L’aumento di mortalità registrato “è infatti in larga parte attribuibile alla malattia Covid-19 ma sicuramente pesa anche l’aumento di mortalità per tutte le altre cause: la sospensione dei controlli per le malattie croniche, il rinvio degli screening e degli interventi non urgenti, la riduzione di accesso alle cure per timore del contagio hanno determinato decessi e ne determineranno ancora per molto tempo”.

In altre parole, concludono i ricercatori, “molte delle morti cui abbiamo assistito durante la prima ondata della pandemia si sarebbero potute evitare se avessimo avuto un sistema sanitario adeguatamente attrezzato, organizzato e soprattutto finanziato.
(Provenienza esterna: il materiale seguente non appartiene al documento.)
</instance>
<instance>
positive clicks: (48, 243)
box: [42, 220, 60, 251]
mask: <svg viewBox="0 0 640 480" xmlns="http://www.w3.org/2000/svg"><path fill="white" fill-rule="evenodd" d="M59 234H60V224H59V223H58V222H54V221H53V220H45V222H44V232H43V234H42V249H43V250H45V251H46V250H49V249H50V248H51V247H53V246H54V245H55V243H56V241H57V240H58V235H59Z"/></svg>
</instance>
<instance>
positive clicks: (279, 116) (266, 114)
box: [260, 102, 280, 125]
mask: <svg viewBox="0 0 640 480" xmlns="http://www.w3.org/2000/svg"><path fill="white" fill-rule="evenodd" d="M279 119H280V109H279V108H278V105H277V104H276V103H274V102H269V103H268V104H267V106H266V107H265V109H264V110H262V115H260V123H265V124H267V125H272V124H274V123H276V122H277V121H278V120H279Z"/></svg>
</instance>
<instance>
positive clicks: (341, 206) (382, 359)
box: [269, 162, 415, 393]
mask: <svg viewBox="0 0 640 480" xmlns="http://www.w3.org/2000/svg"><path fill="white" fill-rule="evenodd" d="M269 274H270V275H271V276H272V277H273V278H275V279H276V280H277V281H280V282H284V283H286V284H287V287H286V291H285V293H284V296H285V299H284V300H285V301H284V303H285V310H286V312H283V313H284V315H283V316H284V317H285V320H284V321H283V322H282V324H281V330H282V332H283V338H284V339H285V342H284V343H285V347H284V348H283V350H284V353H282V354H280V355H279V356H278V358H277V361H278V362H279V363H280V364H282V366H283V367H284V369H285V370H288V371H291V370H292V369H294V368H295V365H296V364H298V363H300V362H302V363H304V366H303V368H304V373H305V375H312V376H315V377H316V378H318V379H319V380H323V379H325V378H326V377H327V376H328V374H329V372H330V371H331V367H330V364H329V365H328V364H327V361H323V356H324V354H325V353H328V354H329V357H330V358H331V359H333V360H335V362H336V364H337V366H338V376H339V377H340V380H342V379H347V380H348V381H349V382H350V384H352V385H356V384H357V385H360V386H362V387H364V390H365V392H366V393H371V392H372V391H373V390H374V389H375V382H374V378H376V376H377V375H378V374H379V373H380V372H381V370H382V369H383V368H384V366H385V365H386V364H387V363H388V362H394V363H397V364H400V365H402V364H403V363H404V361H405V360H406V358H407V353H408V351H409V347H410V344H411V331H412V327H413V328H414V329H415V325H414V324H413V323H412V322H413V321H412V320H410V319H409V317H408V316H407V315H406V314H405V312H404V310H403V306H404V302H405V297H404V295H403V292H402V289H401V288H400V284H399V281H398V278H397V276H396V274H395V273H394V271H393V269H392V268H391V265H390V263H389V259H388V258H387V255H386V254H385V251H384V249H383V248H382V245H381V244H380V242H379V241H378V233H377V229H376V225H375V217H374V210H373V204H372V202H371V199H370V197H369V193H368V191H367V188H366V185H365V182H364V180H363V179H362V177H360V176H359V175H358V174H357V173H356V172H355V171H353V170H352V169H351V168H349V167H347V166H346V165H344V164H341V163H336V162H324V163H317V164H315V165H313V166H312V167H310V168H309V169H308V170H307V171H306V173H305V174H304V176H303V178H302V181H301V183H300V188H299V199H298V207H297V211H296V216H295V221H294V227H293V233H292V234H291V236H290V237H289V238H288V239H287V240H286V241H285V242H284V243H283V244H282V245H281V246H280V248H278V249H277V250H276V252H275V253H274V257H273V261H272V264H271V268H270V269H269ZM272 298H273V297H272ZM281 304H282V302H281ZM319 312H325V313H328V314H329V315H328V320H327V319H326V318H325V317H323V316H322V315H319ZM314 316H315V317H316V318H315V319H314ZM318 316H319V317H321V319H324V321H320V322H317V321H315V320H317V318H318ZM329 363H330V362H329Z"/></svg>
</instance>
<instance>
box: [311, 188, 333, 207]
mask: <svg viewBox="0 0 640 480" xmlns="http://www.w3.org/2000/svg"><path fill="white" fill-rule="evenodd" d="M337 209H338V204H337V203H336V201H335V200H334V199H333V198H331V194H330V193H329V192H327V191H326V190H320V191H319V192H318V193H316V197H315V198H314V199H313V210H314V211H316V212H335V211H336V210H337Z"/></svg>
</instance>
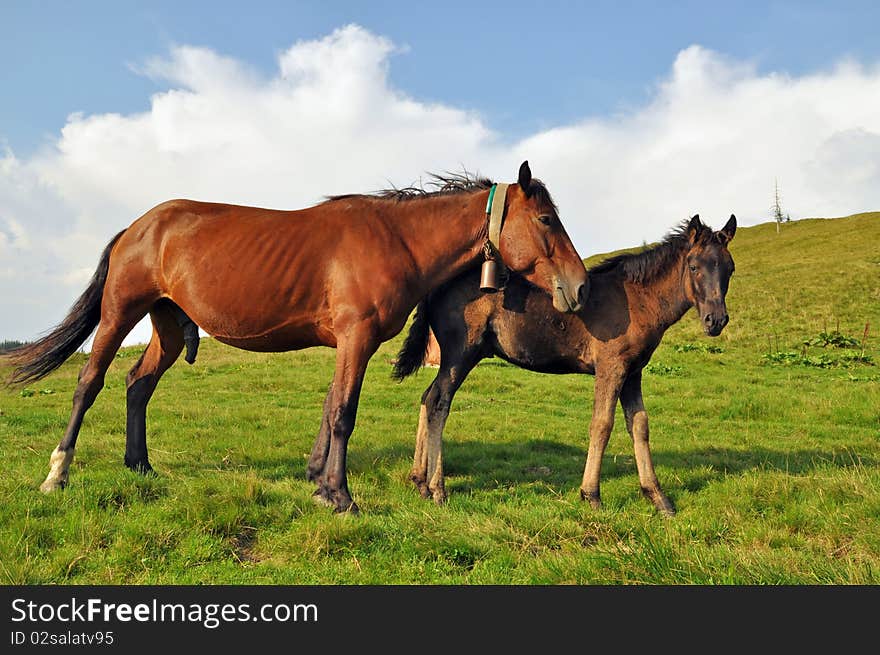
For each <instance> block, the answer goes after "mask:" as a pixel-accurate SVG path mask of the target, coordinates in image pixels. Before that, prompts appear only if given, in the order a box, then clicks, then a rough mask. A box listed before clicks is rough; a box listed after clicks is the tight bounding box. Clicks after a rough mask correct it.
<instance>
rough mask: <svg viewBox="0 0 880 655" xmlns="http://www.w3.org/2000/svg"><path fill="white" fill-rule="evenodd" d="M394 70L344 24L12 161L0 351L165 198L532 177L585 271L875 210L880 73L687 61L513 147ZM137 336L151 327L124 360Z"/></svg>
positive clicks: (350, 190)
mask: <svg viewBox="0 0 880 655" xmlns="http://www.w3.org/2000/svg"><path fill="white" fill-rule="evenodd" d="M400 52H401V50H400V49H399V48H397V47H396V46H395V45H394V44H393V43H391V42H390V41H389V40H387V39H385V38H382V37H381V36H377V35H375V34H372V33H370V32H368V31H367V30H365V29H363V28H361V27H358V26H354V25H350V26H346V27H343V28H341V29H338V30H336V31H335V32H333V33H332V34H330V35H329V36H327V37H325V38H323V39H319V40H313V41H300V42H297V43H295V44H294V45H293V46H292V47H291V48H289V49H288V50H287V51H285V52H283V53H281V54H280V55H279V56H278V68H277V72H276V74H275V75H273V76H271V77H268V78H267V77H265V76H263V75H261V74H259V73H257V72H256V71H254V70H252V69H251V68H250V67H249V66H248V65H247V64H246V63H243V62H240V61H237V60H235V59H232V58H229V57H226V56H224V55H222V54H220V53H217V52H214V51H211V50H208V49H205V48H197V47H192V46H179V47H175V48H173V49H172V50H171V51H170V53H169V54H168V56H167V57H165V58H153V59H150V60H148V61H147V62H146V63H145V64H144V65H143V66H142V67H141V68H140V69H139V72H140V73H142V74H145V75H149V76H151V77H152V78H154V79H157V80H160V81H162V82H164V83H166V84H168V85H169V86H170V87H171V89H170V90H168V91H165V92H162V93H157V94H156V95H154V96H153V97H152V98H151V103H150V109H149V111H146V112H144V113H140V114H131V115H119V114H99V115H92V116H82V115H71V116H70V117H69V119H68V121H67V124H66V125H65V126H64V127H63V129H62V131H61V134H60V136H59V138H58V140H57V142H56V143H55V144H54V147H53V148H51V149H50V150H46V151H43V152H40V153H39V154H38V155H36V156H34V157H31V158H28V159H27V160H25V161H22V160H19V159H17V158H16V157H15V155H14V154H13V153H11V152H8V151H7V152H6V154H5V155H3V156H2V157H0V258H2V261H0V295H2V298H3V299H4V303H3V304H4V308H3V312H2V315H0V338H33V337H35V336H36V335H37V334H39V333H41V332H43V331H44V330H45V329H47V328H49V327H50V326H51V325H53V324H54V323H57V322H58V321H59V320H60V319H61V318H62V317H63V315H64V313H65V312H66V310H67V308H68V307H69V306H70V305H71V304H72V302H73V301H74V300H75V298H76V297H77V296H78V295H79V293H80V292H81V290H82V287H83V286H84V283H85V281H86V280H87V278H88V276H89V274H90V272H91V271H93V270H94V267H95V264H96V263H97V258H98V256H99V254H100V252H101V250H102V249H103V247H104V245H105V244H106V242H107V241H108V240H109V239H110V238H111V237H112V236H113V235H114V234H115V233H116V232H117V231H118V230H120V229H122V228H123V227H125V226H127V225H128V224H129V223H131V222H132V221H133V220H134V219H135V218H137V217H138V216H139V215H140V214H142V213H143V212H145V211H146V210H148V209H149V208H150V207H152V206H153V205H155V204H157V203H159V202H161V201H163V200H166V199H168V198H172V197H190V198H198V199H204V200H214V201H222V202H234V203H242V204H254V205H261V206H270V207H279V208H297V207H304V206H308V205H311V204H314V203H315V202H318V201H319V200H320V199H321V198H322V197H323V196H324V195H330V194H336V193H346V192H369V191H372V190H375V189H378V188H383V187H387V186H389V185H391V184H393V185H396V186H405V185H409V184H412V183H418V181H419V178H420V176H423V175H424V174H425V172H427V171H446V170H460V169H461V167H462V166H464V167H466V168H467V169H468V170H471V171H477V172H480V173H483V174H486V175H489V176H492V177H495V178H498V179H500V180H506V181H513V179H514V176H515V173H516V170H517V167H518V165H519V163H520V161H522V160H523V159H529V161H530V162H531V164H532V169H533V171H534V173H535V175H537V176H538V177H540V178H542V179H543V180H544V181H545V182H546V183H547V185H548V187H549V189H550V190H551V192H552V193H553V195H554V197H555V199H556V200H557V203H558V204H559V205H560V209H561V212H562V216H563V221H564V222H565V223H566V225H567V227H568V229H569V233H570V234H571V235H572V238H573V240H574V241H575V244H576V246H577V247H578V249H579V251H580V252H581V254H582V255H584V256H587V255H590V254H593V253H596V252H602V251H607V250H611V249H615V248H620V247H626V246H632V245H637V244H640V243H641V242H642V241H652V240H656V239H659V238H660V237H662V236H663V234H664V233H665V232H666V231H668V230H669V229H670V228H671V227H673V226H674V225H675V224H677V223H678V222H679V221H680V220H681V219H683V218H685V217H687V216H689V215H691V214H693V213H697V212H698V213H700V214H701V216H703V218H704V219H705V220H706V221H707V222H709V223H710V224H712V225H714V226H715V227H720V225H721V224H722V223H723V222H724V221H725V220H726V219H727V217H728V216H729V214H730V213H736V214H737V216H738V217H739V219H740V222H741V224H750V223H756V222H761V221H765V220H768V219H769V207H770V202H771V199H772V192H773V182H774V179H778V180H779V184H780V188H781V191H782V195H783V201H784V205H785V209H786V210H787V211H788V212H789V213H790V214H791V215H792V217H793V218H799V217H805V216H837V215H845V214H848V213H852V212H856V211H863V210H872V209H878V207H880V160H878V158H880V154H878V153H880V69H878V68H877V67H876V66H875V67H873V68H872V67H865V66H861V65H858V64H855V63H853V62H841V63H839V64H838V65H837V66H836V67H835V68H833V69H831V70H829V71H823V72H819V73H816V74H812V75H806V76H802V77H791V76H787V75H783V74H759V73H758V72H757V70H756V68H755V66H754V65H752V64H751V63H750V62H739V61H733V60H730V59H727V58H725V57H723V56H721V55H719V54H717V53H714V52H711V51H708V50H705V49H703V48H701V47H699V46H691V47H689V48H686V49H685V50H682V51H681V52H680V53H679V55H678V57H677V58H676V60H675V61H674V62H673V63H672V68H671V71H670V73H669V75H668V76H667V77H666V78H665V79H663V80H659V81H658V83H657V85H656V88H655V91H654V93H653V96H652V99H651V101H650V102H649V103H647V104H646V105H645V106H643V107H639V108H636V109H634V110H632V111H630V112H628V113H626V114H624V115H618V116H614V117H610V118H605V119H592V120H585V121H583V122H579V123H575V124H572V125H564V126H559V127H557V128H554V129H549V130H545V131H542V132H540V133H537V134H534V135H531V136H529V137H527V138H524V139H522V140H521V141H519V142H517V143H514V144H507V145H506V144H504V143H503V142H502V139H501V135H499V134H496V133H495V132H494V131H493V130H492V129H491V126H490V125H489V123H488V122H487V120H486V119H484V118H483V117H480V116H478V115H477V114H475V113H474V112H472V111H468V110H466V109H462V108H458V107H452V106H447V105H442V104H436V103H427V102H422V101H420V100H418V99H417V98H412V97H409V96H407V95H406V94H405V93H404V91H402V90H401V89H397V88H394V87H392V86H391V84H390V82H389V78H388V69H389V66H390V65H391V62H392V61H393V57H394V56H398V54H399V53H400ZM588 113H589V108H588V107H585V108H584V114H585V115H586V114H588ZM0 136H2V135H0ZM148 335H149V329H148V327H147V326H146V325H145V324H142V325H141V326H139V327H138V328H137V329H136V331H135V332H134V333H133V334H132V337H131V338H130V339H129V342H132V341H138V340H144V339H146V338H147V337H148Z"/></svg>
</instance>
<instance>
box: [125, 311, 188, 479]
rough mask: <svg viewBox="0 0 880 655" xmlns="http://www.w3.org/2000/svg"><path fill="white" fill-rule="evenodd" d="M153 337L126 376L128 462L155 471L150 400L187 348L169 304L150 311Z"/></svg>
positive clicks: (125, 462) (125, 461)
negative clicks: (151, 451) (151, 435)
mask: <svg viewBox="0 0 880 655" xmlns="http://www.w3.org/2000/svg"><path fill="white" fill-rule="evenodd" d="M150 319H151V320H152V322H153V336H152V338H151V339H150V343H149V345H147V349H146V350H145V351H144V354H143V355H141V358H140V359H139V360H138V362H137V364H135V365H134V366H133V367H132V369H131V371H129V373H128V377H127V378H126V381H125V382H126V387H127V392H126V410H127V420H126V426H125V465H126V466H127V467H128V468H130V469H131V470H133V471H137V472H138V473H149V472H150V471H152V470H153V467H152V466H150V461H149V459H148V458H147V403H149V402H150V398H151V397H152V395H153V391H155V389H156V385H157V384H158V383H159V378H160V377H162V374H163V373H164V372H165V371H167V370H168V369H169V368H170V367H171V365H172V364H173V363H174V362H175V360H176V359H177V357H178V356H179V355H180V352H181V351H182V350H183V345H184V339H183V328H181V327H180V326H179V325H178V324H177V320H176V318H175V316H174V314H173V313H172V310H171V308H170V307H169V306H165V305H161V304H160V305H157V306H155V307H154V308H153V310H152V311H151V312H150Z"/></svg>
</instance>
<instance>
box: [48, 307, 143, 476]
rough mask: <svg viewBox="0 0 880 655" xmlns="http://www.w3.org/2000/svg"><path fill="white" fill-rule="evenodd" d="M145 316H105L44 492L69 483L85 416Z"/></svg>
mask: <svg viewBox="0 0 880 655" xmlns="http://www.w3.org/2000/svg"><path fill="white" fill-rule="evenodd" d="M141 316H143V314H141V315H140V316H137V317H136V318H135V317H134V316H132V315H129V316H127V317H124V316H118V317H117V318H116V319H115V320H112V319H108V318H107V317H105V316H102V317H101V322H100V323H99V325H98V330H97V332H96V333H95V339H94V341H93V342H92V352H91V354H90V355H89V359H88V361H87V362H86V364H85V366H83V368H82V370H81V371H80V373H79V382H78V383H77V385H76V391H74V393H73V409H72V411H71V413H70V421H69V422H68V424H67V429H66V430H65V431H64V436H63V437H62V439H61V443H59V444H58V446H57V447H56V448H55V450H54V451H52V456H51V457H50V458H49V467H50V468H49V474H48V475H47V476H46V479H45V480H44V481H43V484H41V485H40V491H42V492H43V493H50V492H52V491H55V490H56V489H62V488H64V487H65V486H67V479H68V472H69V469H70V463H71V462H72V461H73V455H74V452H75V450H76V438H77V436H79V430H80V427H82V421H83V417H84V416H85V413H86V412H87V411H88V409H89V408H90V407H91V406H92V404H93V403H94V402H95V398H97V397H98V393H99V392H100V391H101V389H102V388H103V386H104V374H105V373H106V372H107V369H108V368H109V367H110V364H111V363H112V362H113V358H114V357H115V355H116V351H117V350H119V346H120V345H122V340H123V339H124V338H125V335H127V334H128V333H129V332H130V331H131V329H132V328H133V327H134V325H135V323H137V321H138V320H140V318H141Z"/></svg>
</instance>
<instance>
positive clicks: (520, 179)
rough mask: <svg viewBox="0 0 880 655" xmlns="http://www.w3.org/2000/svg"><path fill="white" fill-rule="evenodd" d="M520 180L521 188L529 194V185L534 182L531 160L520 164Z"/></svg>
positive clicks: (528, 160)
mask: <svg viewBox="0 0 880 655" xmlns="http://www.w3.org/2000/svg"><path fill="white" fill-rule="evenodd" d="M517 181H518V182H519V186H520V188H521V189H522V190H523V193H525V194H526V195H528V194H529V185H531V183H532V169H531V168H529V160H528V159H527V160H525V161H524V162H523V163H522V164H520V166H519V179H518V180H517Z"/></svg>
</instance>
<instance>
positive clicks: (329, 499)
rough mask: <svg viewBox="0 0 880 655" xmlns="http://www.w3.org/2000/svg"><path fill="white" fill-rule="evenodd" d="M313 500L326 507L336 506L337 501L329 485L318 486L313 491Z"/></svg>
mask: <svg viewBox="0 0 880 655" xmlns="http://www.w3.org/2000/svg"><path fill="white" fill-rule="evenodd" d="M312 500H313V501H314V502H315V503H316V504H317V505H324V506H325V507H335V506H336V503H334V502H333V498H331V496H330V491H329V490H328V489H327V487H318V488H317V489H315V491H314V492H312Z"/></svg>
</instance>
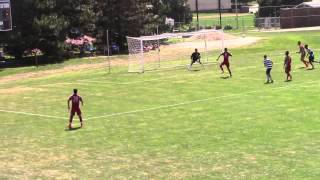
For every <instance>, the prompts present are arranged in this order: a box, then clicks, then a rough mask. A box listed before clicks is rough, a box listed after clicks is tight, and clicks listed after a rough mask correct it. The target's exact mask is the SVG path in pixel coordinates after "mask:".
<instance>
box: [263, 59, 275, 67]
mask: <svg viewBox="0 0 320 180" xmlns="http://www.w3.org/2000/svg"><path fill="white" fill-rule="evenodd" d="M272 64H273V63H272V61H271V60H270V59H265V60H264V67H266V68H267V69H271V68H272Z"/></svg>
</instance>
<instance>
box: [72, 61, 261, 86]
mask: <svg viewBox="0 0 320 180" xmlns="http://www.w3.org/2000/svg"><path fill="white" fill-rule="evenodd" d="M253 68H257V66H248V67H245V68H241V69H237V70H236V71H235V72H238V71H242V70H248V69H253ZM210 73H212V72H211V71H207V72H204V73H199V74H185V75H183V77H185V76H192V77H194V76H203V75H206V74H210ZM161 76H163V75H161ZM219 76H221V74H213V76H210V77H219ZM175 77H179V75H174V76H169V77H164V78H155V79H150V80H142V81H132V82H124V83H116V82H110V81H104V80H103V79H101V81H99V80H90V79H88V80H87V79H84V80H78V82H87V83H102V84H114V85H129V84H139V83H144V82H153V81H161V80H164V79H172V78H175ZM84 85H89V84H84ZM100 85H101V84H100Z"/></svg>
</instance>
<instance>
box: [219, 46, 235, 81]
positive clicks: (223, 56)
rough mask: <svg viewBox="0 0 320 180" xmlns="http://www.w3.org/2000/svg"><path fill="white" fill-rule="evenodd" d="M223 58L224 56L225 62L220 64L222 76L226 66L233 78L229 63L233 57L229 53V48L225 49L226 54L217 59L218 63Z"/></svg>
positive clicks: (225, 52) (231, 76) (223, 61)
mask: <svg viewBox="0 0 320 180" xmlns="http://www.w3.org/2000/svg"><path fill="white" fill-rule="evenodd" d="M221 56H223V62H222V63H221V64H220V69H221V73H222V74H223V73H224V70H223V67H222V66H223V65H225V66H226V67H227V69H228V71H229V74H230V77H232V73H231V70H230V63H229V57H232V54H230V53H229V52H228V49H227V48H224V52H223V53H221V54H220V55H219V57H218V58H217V61H218V60H219V59H220V57H221Z"/></svg>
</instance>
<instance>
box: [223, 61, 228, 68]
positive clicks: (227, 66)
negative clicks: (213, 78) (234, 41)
mask: <svg viewBox="0 0 320 180" xmlns="http://www.w3.org/2000/svg"><path fill="white" fill-rule="evenodd" d="M223 65H226V66H227V67H229V66H230V64H229V61H223V62H222V63H221V66H223Z"/></svg>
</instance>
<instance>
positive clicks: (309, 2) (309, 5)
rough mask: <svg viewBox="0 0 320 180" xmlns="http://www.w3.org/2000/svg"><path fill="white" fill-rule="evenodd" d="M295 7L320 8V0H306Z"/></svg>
mask: <svg viewBox="0 0 320 180" xmlns="http://www.w3.org/2000/svg"><path fill="white" fill-rule="evenodd" d="M295 8H320V2H319V1H314V2H304V3H301V4H299V5H297V6H296V7H295Z"/></svg>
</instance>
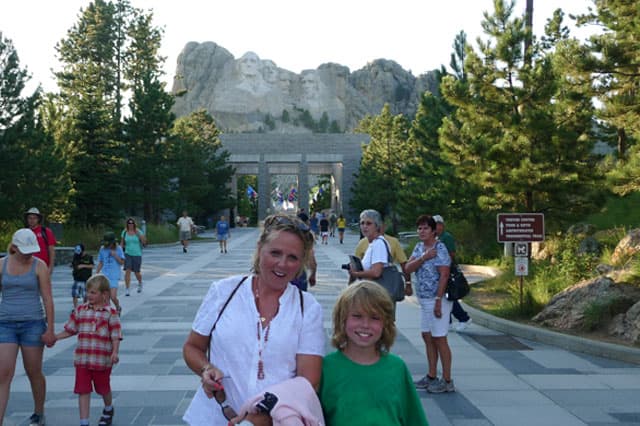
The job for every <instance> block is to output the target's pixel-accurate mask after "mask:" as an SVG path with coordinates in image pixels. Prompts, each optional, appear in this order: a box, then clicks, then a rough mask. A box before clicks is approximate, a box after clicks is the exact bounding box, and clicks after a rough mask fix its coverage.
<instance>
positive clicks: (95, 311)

La pandemia del 2020 ha mostrato con dolorosa chiarezza che il prezzo del sotto-finanziamento della sanità pubblica nel decennio 2010/2019, una scelta politica motivata con la necessità del risparmio e con la ricerca di una presunta maggiore efficienza del sistema sanitario, è stato pagato con la morte di decine di migliaia di persone”.